The viewport configuration is useful in an environment where sometimes you do, yet sometimes you don’t want to show slide identification information. At root-directory level, therefore, one can opt to stipulate that label information is never to be revealed. A hybrid environment can thus be created in a medical school, where human pathology samples for teaching can be prevented from ever exposing label information, while in diagnostic routine these remain visible.

Permissions

The above are software solutions. PMA.core never manipulates the original raw data. This means that the original whole slide image will always retain the original slide label information unless you opt to anonymize the data. Hypothetically somebody could download an original slide from one PMA.core, and open it somewhere else. In order to prevent people from downloading selected data that they’re not allowed to see, PMA.core as a final back-stop supports granular permission settings: you can hence specify that people can view a slide (which essentially means piecemeal controlled serving of individual tiles), but they’re not allowed to download it; meaning they could never gain access to the original data.

Anonymization

Eventually you decide that a particular image or slide collection can (or must be) anonymized. In fact, whenever you need to share WSIs publicly such as along a congresses and other symposia or provide pathology training, any information that could lead to patient identification should be removed. In other words, pseudonymization is no longer enough, you must anonymize the WSI. In that case we offer you our in-house developed tool, Dicomizer. It is possible to export any WSI file format into a Dicom standard image, while at the same being able to remove even metadata embedded in the image files, together with the label on the WSI.

Trail Audit

Under GDPR, data processors have a legal obligation to maintain records of their processing activities. We facilitate this obligation by providing real time trail audit; which translates in the ability to understand who has used a particular image and when.

On top of all these, we love to bespoke our applications and services to accommodate your very specific needs.

Glossary of terms

GDPR (ambit 26) The principles of data protection should apply to any information concerning an identified or identifiable natural person. Personal data which have undergone pseudonymisation, which could be attributed to a natural person by the use of additional information should be considered to be information on an identifiable natural person.
Datacontroller/dataprocessor: Under GDPR, there are two key entities: the data controller determines the purposes for which and the means by which personal data is processed.

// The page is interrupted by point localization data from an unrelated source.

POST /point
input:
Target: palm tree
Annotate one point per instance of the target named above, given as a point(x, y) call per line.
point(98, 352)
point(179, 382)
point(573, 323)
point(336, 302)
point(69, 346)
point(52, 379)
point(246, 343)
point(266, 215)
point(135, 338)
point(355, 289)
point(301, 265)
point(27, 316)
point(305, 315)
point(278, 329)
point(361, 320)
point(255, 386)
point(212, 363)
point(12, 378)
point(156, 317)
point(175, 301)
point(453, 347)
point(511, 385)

The ‘why’ and ‘how”. The data processor processes personal data on behalf of the controller. The controller can be also the processor.
Pseudonymization: GDPR (Article 4(3b) “the processing of personal data in such a way that the data can no longer be attributed to a specific data subject without the use of additional information, as long as such additional information is kept separately and subject to technical and organizational measures to ensure non-attribution to an identified or identifiable individual.”
Anonymization: Recital 26, EU GDPR: “(…)information which does not relate to an identified or identifiable natural person or to personal data rendered anonymous in such a manner that the data subject is not or no longer identifiable.”